Anthropic Mythos at work! iOS is so good and well built that only 1 bug was found and those patch. "It's either all a joke ... or none of it is." -Bruce Banner

unethical_ban - 11 hours ago

I wonder if the same flaw exists on Android/GrapheneOS.

ghstinda - 8 hours ago

I like apple, but would never trust them with privacy. NYPD uses ISMI catchers and other tech. This is a nothing burger or nothing donut.

cubefox - 10 hours ago

It is completely unclear from this article whether this means Apple does no longer cache dismissed notifications somewhere.

tcfhgj - 10 hours ago

bug or backdoor?

- 7 hours ago
[deleted]
classified - 3 hours ago

Good.

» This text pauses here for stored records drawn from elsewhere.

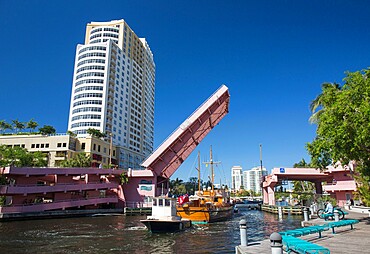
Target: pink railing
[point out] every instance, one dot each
(24, 189)
(40, 207)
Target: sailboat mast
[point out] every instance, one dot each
(213, 175)
(198, 171)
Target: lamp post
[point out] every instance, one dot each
(110, 148)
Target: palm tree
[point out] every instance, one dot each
(32, 125)
(123, 178)
(325, 98)
(17, 125)
(2, 126)
(47, 130)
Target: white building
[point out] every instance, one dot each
(113, 89)
(236, 178)
(253, 178)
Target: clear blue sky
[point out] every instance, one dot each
(273, 56)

Now, are they fixing any of their other gazillion bugs?

takihito - 3 hours ago

[dead]

shumatsumonobu - 7 hours ago

[flagged]

ashishb - 9 hours ago

This has nothing to do with Apple/Firebase notification service.

It has to do with the fact that any notification displayed on your device goes via a separate system service which was caching them.

It is amusing to see how often people confuse device notifications with Apple notification service.

aucisson_masque - 9 hours ago

> This was because notifications that displayed the messages’ content were also cached on the device for up to a month.

Why can't we have notification history just like on Android then. It's very useful when you dismiss a notification you didn't want to, or you look for some old stuff.

lynndotpy - 10 hours ago

Heads up. They have released an iOS 18 update (good!) but, and please bear the caps:

UPDATING IOS WILL ENABLE AUTOMATIC UPDATES TO IOS 26.

(Bad!) This is a new shady tactic they're using trying to get iOS 18 users to install iOS 26.